Aboriginal Research Search Terminology

We all know that searching library and journal databases can be a consuming task with the numerous variations of terms that exist to describe the topic we are researching. After spending the week researching widely on the Aboriginal Peoples of Canada, I thought blogging about search terminology tips when researching Aboriginal issues may be useful to others.

It is important to know the context of your research when researching Aboriginal topics because there are a wide variety of terms that are used to describe Aboriginal Peoples in Canada and other parts of the world. Aboriginal, for example, is a term that is more common to Canada and Australia, while in the United States the term Indian is still widely used. It is also important to note that Aboriginal Peoples themselves have, in many cases, embraced the term Indian. Therefore, if you are doing research at a local level or within NGO’s, Indian could be a useful searchable term.

It is less common for the term Indian to be used in Canada other than in legal and constitutional definitions of Indian. It is important to consider that the terms Indian and Eskimo (rather than the term Inuit that is used now) have not been out of our language for very long. It is important, especially when looking for governmental material to take time to search with these terms, seeing as prior to 2011 the Aboriginal Affairs and Northern Development Canada (AANDC) as known Indian Affairs and Northern Development (IANDC) and prior to that, Indian and Northern Affairs Canada (INAC).

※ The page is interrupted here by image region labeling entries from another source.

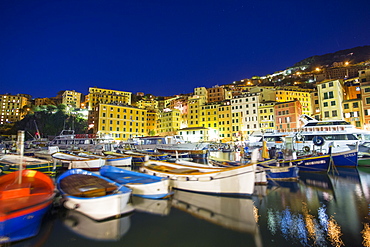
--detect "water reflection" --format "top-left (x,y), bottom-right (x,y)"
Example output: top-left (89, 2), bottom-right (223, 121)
top-left (256, 168), bottom-right (370, 246)
top-left (172, 190), bottom-right (262, 246)
top-left (62, 204), bottom-right (134, 241)
top-left (131, 196), bottom-right (171, 216)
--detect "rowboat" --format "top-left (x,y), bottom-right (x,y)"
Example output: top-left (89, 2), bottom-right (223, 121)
top-left (0, 169), bottom-right (55, 245)
top-left (100, 166), bottom-right (172, 199)
top-left (57, 169), bottom-right (131, 220)
top-left (140, 160), bottom-right (256, 196)
top-left (257, 159), bottom-right (299, 181)
top-left (131, 196), bottom-right (171, 216)
top-left (78, 152), bottom-right (132, 169)
top-left (51, 152), bottom-right (105, 171)
top-left (63, 203), bottom-right (135, 241)
top-left (172, 191), bottom-right (262, 236)
top-left (0, 154), bottom-right (58, 176)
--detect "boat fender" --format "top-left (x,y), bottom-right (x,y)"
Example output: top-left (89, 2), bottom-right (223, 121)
top-left (312, 136), bottom-right (325, 146)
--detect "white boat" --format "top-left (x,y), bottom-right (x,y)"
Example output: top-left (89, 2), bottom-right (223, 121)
top-left (134, 135), bottom-right (209, 152)
top-left (140, 160), bottom-right (256, 196)
top-left (51, 152), bottom-right (105, 171)
top-left (49, 130), bottom-right (115, 152)
top-left (131, 196), bottom-right (171, 216)
top-left (57, 169), bottom-right (131, 220)
top-left (100, 165), bottom-right (173, 199)
top-left (78, 152), bottom-right (132, 170)
top-left (172, 191), bottom-right (262, 238)
top-left (249, 115), bottom-right (370, 152)
top-left (62, 203), bottom-right (135, 241)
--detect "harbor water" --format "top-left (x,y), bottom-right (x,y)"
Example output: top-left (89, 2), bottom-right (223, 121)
top-left (10, 154), bottom-right (370, 247)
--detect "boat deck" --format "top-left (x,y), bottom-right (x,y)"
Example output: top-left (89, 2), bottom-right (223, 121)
top-left (60, 174), bottom-right (118, 197)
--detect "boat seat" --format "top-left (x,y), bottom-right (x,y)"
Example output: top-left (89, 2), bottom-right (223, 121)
top-left (60, 174), bottom-right (118, 197)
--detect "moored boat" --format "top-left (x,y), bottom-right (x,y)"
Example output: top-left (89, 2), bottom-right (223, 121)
top-left (51, 152), bottom-right (105, 171)
top-left (78, 152), bottom-right (132, 169)
top-left (0, 170), bottom-right (55, 245)
top-left (57, 169), bottom-right (131, 220)
top-left (140, 160), bottom-right (256, 196)
top-left (0, 154), bottom-right (60, 176)
top-left (100, 166), bottom-right (172, 199)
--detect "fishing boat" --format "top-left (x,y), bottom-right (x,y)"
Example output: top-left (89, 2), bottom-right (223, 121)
top-left (0, 169), bottom-right (55, 245)
top-left (63, 203), bottom-right (135, 242)
top-left (49, 130), bottom-right (115, 152)
top-left (172, 191), bottom-right (262, 238)
top-left (57, 169), bottom-right (131, 220)
top-left (78, 152), bottom-right (132, 170)
top-left (257, 159), bottom-right (299, 181)
top-left (51, 152), bottom-right (106, 171)
top-left (140, 151), bottom-right (256, 196)
top-left (131, 196), bottom-right (171, 216)
top-left (0, 154), bottom-right (61, 176)
top-left (100, 165), bottom-right (172, 199)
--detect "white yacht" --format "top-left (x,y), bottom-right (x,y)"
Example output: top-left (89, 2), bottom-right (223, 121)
top-left (249, 115), bottom-right (370, 151)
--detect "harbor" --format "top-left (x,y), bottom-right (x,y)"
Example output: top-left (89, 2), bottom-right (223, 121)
top-left (3, 152), bottom-right (370, 246)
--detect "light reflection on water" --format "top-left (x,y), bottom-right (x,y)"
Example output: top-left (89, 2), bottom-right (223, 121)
top-left (16, 153), bottom-right (370, 247)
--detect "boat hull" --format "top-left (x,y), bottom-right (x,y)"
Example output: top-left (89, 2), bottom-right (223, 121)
top-left (0, 170), bottom-right (55, 244)
top-left (140, 160), bottom-right (256, 196)
top-left (100, 166), bottom-right (172, 199)
top-left (57, 169), bottom-right (131, 220)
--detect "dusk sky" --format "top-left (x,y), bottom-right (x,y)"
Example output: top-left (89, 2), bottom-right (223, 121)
top-left (0, 0), bottom-right (370, 98)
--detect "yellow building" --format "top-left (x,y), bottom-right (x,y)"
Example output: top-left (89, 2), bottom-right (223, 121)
top-left (275, 87), bottom-right (313, 116)
top-left (342, 77), bottom-right (365, 129)
top-left (62, 90), bottom-right (82, 108)
top-left (258, 101), bottom-right (276, 132)
top-left (186, 96), bottom-right (204, 128)
top-left (146, 110), bottom-right (158, 136)
top-left (199, 103), bottom-right (220, 142)
top-left (317, 79), bottom-right (344, 120)
top-left (88, 87), bottom-right (132, 111)
top-left (0, 94), bottom-right (29, 125)
top-left (158, 109), bottom-right (181, 136)
top-left (218, 100), bottom-right (232, 142)
top-left (94, 104), bottom-right (147, 140)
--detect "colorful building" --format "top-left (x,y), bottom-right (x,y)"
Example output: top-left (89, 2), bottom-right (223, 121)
top-left (94, 104), bottom-right (147, 140)
top-left (0, 94), bottom-right (30, 125)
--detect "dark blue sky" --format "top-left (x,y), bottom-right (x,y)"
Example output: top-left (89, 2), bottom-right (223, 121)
top-left (0, 0), bottom-right (370, 97)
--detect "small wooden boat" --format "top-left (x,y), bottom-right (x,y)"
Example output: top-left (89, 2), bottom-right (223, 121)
top-left (51, 152), bottom-right (105, 171)
top-left (100, 166), bottom-right (172, 199)
top-left (0, 154), bottom-right (60, 176)
top-left (257, 159), bottom-right (299, 181)
top-left (0, 170), bottom-right (55, 245)
top-left (140, 160), bottom-right (256, 196)
top-left (57, 169), bottom-right (131, 220)
top-left (78, 152), bottom-right (132, 169)
top-left (208, 157), bottom-right (267, 185)
top-left (63, 203), bottom-right (135, 241)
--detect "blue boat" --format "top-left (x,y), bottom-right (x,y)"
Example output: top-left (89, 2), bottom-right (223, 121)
top-left (0, 170), bottom-right (55, 245)
top-left (257, 160), bottom-right (299, 181)
top-left (100, 166), bottom-right (172, 199)
top-left (57, 169), bottom-right (131, 221)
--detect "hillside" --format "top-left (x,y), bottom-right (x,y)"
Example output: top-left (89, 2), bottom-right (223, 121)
top-left (294, 45), bottom-right (370, 69)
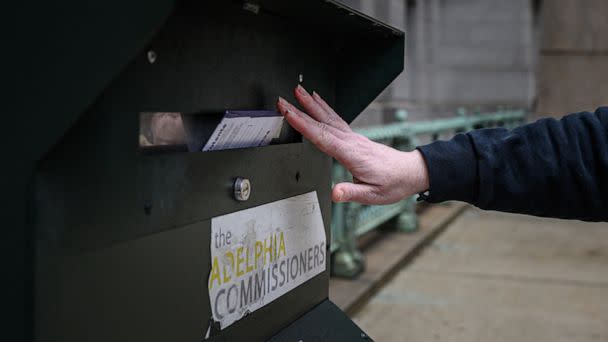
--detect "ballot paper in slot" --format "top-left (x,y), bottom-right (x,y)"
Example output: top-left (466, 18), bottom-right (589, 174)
top-left (203, 110), bottom-right (283, 152)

Even though in many cases the older governmental material can be helpful, you will also stumble upon some interesting and shocking pieces as well, such as The Book of Wisdom for Eskimo published by the government in 1947 to teach the Inuit how to live properly. As absurd as the text is, it is quite amusing to watch modern day Inuit reading the text.

Indigenous is a term that is used more commonly at a global level and is often used to describe Indigenous Peoples as a whole across the globe. This is the term used in the United Nations has adopted in their United Nations Declaration on Rights of Indigenous Peoples. If the research you are conducting is looking at the global sphere, then Indigenous would be your term of choice. However, if you were researching a more specific geographic area or population it is better to be more specific in your terminology.

First Nations, Métis and Inuit will find more detailed work on Aboriginal Peoples in Canada, but even further, Dené, Blackfoot and Maliseet (and all other names of specific populations) will find even more detailed cases. It may also be useful to look up out of use terms for specific Aboriginal populations, as we know here in Atlantic Canada the Mi'kmaq were referred to in the past the Micmacs, and the spelling of Mi’kmaq can vary depending on region and context, Mi'kmaw, Mi'gmaq, or Mi'gmaw – all of which could bring up different search results.

If you need more resources you can always consult the Mi’kmaq Studies Subject Guide, the Mi’kmaq Resource Centre or the library.